While at Michigan, Pearson found a mentor in Sherman James, a leading social epidemiologist who came to Sanford in 2003 as the Susan B. King Professor of Public Policy.
“During my first semester there, I took a class with [James] that changed my world view,” said Pearson. “He is someone whom I admire a great deal and have tremendous amount of respect for.”
Working at the University of Michigan Population Studies Center, Pearson served as assistant project director of an NIH-funded research study on racial differences in telomere length and their association with chronic urban stressors. The experience narrowed his research focus to race, ethnicity and the social determinants of health differences.
Pearson’s current projects examine gendered health differences associated with immigration to the United States, as well as the value of using variable race and ethnicity designations in academic studies. He is also developing a typology of race, ethnicity and national origin for social science research on health outcomes.

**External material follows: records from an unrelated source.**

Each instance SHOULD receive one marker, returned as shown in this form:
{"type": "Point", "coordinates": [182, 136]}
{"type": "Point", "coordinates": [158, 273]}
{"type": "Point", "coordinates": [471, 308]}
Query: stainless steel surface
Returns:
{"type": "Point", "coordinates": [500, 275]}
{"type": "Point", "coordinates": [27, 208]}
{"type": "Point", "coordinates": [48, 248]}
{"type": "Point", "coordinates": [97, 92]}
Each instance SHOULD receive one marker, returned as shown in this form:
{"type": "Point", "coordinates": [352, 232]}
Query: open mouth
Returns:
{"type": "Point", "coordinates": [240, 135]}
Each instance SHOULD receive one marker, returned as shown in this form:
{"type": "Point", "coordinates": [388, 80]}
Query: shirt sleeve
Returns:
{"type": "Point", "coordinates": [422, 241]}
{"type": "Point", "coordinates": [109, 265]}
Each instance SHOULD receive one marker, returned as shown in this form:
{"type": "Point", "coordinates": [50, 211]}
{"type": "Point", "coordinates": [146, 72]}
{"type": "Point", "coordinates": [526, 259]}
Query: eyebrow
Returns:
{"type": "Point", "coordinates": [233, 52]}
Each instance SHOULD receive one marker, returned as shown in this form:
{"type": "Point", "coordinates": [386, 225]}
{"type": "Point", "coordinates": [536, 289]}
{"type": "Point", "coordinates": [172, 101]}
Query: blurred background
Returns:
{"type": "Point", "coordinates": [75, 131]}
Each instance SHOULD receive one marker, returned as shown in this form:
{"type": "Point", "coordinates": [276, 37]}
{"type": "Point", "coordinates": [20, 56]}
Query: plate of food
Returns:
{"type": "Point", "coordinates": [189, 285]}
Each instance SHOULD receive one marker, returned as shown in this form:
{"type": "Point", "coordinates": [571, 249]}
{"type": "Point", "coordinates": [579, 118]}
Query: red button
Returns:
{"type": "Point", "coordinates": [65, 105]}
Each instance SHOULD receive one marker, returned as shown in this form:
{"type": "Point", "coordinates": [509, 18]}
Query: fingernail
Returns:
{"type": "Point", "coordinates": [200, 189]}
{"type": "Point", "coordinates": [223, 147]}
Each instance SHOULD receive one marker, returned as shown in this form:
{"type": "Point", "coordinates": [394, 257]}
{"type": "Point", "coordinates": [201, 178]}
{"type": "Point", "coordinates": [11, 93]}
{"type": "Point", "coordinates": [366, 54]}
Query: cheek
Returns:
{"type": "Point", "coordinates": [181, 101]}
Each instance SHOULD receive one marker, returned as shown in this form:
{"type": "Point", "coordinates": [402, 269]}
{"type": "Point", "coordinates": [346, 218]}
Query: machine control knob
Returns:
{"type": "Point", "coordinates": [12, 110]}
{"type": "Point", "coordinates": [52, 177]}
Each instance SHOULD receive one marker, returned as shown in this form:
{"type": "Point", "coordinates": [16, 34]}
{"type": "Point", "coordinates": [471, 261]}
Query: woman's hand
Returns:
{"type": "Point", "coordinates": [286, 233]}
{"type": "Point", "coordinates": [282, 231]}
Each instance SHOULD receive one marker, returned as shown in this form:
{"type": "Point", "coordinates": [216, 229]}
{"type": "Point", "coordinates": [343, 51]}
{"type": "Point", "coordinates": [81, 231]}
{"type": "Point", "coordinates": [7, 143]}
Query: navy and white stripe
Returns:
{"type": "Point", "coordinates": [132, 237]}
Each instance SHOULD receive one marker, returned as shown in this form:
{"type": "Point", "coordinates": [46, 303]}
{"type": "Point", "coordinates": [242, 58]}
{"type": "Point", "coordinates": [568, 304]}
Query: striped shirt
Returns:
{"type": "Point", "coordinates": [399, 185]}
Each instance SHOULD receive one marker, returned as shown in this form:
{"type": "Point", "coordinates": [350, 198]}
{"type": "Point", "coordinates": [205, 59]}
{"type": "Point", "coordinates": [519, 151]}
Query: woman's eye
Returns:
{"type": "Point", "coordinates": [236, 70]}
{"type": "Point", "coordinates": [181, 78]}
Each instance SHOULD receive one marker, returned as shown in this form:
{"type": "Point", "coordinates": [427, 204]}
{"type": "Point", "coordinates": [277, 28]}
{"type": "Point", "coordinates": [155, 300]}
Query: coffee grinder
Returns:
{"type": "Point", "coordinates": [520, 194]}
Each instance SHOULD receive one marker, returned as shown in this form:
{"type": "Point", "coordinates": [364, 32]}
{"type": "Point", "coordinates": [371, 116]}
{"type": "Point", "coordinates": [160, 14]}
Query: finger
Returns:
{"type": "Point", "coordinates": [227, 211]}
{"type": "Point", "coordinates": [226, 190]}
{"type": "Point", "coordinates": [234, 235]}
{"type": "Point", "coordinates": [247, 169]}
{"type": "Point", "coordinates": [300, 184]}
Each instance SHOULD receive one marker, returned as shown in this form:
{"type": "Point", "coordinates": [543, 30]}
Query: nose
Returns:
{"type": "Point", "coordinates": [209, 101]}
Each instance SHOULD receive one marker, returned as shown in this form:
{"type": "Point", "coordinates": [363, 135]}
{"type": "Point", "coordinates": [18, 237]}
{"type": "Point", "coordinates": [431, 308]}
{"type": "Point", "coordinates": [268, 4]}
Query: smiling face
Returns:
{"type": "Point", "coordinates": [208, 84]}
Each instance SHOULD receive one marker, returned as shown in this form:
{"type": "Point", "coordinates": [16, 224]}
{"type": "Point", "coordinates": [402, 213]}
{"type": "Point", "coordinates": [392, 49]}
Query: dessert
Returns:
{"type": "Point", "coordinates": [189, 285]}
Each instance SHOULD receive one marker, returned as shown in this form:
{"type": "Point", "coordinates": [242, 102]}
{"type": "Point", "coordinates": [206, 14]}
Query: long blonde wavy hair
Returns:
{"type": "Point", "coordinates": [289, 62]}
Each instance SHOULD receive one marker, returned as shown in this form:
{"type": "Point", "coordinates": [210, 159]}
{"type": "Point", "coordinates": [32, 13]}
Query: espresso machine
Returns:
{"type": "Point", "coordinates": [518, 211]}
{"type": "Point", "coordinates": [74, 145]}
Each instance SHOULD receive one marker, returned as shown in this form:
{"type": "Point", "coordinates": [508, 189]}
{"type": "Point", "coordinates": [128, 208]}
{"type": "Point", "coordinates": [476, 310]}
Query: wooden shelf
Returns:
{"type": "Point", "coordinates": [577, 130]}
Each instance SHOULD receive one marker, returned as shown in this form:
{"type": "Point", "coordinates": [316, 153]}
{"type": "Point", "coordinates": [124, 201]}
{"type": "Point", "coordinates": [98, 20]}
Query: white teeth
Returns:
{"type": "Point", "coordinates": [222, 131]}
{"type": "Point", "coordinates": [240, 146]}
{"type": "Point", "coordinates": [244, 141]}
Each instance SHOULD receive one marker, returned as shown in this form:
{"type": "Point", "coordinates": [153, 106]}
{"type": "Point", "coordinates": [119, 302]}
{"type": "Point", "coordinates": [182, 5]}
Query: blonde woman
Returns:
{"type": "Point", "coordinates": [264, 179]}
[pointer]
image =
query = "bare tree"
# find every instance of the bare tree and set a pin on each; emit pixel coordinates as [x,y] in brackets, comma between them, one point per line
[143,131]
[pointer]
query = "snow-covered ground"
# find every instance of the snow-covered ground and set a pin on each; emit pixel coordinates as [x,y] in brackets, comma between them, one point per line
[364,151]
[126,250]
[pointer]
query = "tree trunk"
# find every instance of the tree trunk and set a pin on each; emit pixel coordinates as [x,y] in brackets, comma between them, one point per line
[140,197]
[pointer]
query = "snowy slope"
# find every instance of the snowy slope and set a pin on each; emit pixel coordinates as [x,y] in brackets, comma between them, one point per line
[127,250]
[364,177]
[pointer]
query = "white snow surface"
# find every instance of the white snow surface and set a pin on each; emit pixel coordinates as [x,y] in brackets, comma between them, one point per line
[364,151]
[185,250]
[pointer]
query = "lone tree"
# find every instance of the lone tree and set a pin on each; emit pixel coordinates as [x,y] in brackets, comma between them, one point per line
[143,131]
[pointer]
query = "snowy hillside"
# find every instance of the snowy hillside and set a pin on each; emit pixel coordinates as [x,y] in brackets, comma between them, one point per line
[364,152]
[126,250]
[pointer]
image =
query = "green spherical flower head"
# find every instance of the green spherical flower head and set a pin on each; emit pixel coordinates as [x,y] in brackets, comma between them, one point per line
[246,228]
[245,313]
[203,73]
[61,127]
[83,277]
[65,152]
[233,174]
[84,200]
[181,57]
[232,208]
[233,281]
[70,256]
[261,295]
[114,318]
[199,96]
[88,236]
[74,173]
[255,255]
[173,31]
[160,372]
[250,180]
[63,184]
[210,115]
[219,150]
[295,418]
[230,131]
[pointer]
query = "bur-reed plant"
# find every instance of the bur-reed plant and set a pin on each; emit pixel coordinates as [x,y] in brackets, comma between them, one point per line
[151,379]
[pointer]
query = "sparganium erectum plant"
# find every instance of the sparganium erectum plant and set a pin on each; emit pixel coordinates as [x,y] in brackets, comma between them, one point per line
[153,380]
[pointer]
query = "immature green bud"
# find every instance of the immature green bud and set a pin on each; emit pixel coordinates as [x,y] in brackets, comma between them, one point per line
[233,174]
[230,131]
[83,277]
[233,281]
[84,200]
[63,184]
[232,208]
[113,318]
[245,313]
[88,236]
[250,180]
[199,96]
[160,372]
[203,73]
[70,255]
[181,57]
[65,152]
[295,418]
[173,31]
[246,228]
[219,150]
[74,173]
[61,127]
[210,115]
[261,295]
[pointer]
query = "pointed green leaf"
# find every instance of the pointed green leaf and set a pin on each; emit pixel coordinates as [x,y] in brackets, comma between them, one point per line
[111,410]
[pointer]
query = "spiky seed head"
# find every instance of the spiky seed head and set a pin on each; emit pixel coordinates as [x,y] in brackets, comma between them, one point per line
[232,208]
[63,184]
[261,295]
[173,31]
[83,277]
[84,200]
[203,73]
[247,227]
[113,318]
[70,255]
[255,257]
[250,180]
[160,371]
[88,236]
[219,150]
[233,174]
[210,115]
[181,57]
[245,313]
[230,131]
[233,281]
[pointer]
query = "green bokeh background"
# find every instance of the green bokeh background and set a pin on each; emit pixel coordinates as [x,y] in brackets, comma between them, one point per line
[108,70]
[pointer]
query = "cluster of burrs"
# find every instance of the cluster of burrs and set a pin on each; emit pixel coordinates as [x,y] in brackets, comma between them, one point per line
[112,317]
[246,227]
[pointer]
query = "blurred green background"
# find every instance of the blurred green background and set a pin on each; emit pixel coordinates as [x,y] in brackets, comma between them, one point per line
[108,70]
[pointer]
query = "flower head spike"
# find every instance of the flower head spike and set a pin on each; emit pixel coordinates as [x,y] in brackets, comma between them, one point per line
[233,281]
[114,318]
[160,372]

Who You Are, Who You Become
“My father thought it was very important for my brother and me to understand that we were both black and Native American,” Pearson recalled. “But when we moved into an all-black trailer park, the kids there let us know in no uncertain terms that we were black. And in Honduras, I learned about skin color gradations and color status, and I got to be not black, but trigueno.
The fluidity of ethnic identity remains relevant to Pearson’s daily life. As a fluent Spanish speaker working in migrant health, Pearson has been asked by colleagues if he is Puerto Rican or Cuban. Others, who know him only by name, have assumed he is Jewish.
“These experiences raise questions about whether the way people see you, the way you see yourself and the way you relate to others affect access to resources that can enhance life changes or insults that can compromise them,” he said. “I have a unique set of gifts that allowed me to navigate the impediments to success that I had to [navigate]. I would like to contribute to creating a society where those impediments are reduced if not eliminated.”
The need to represent a diverse range of voices is becoming increasingly important, said Pearson. “In today’s sociopolitical environment, it is more critical than ever to represent voices that are not traditionally well represented,” he stressed. “We have difficult decisions to make about who we are as a nation, and at the same time, we’ve become increasingly polarized.”
Reflecting on his role in this dialogue, Pearson described himself at the crossroads of firsthand experience and formal training.
“I’m in a unique position,” he said. “Not only do I have firsthand insight into and understanding of how these social mechanisms operate and personal knowledge of what it takes to successfully negotiate them, I also have the formal training to translate and disseminate this knowledge to a broader population. And given that most people have only one or the other, I have an obligation to do this work.”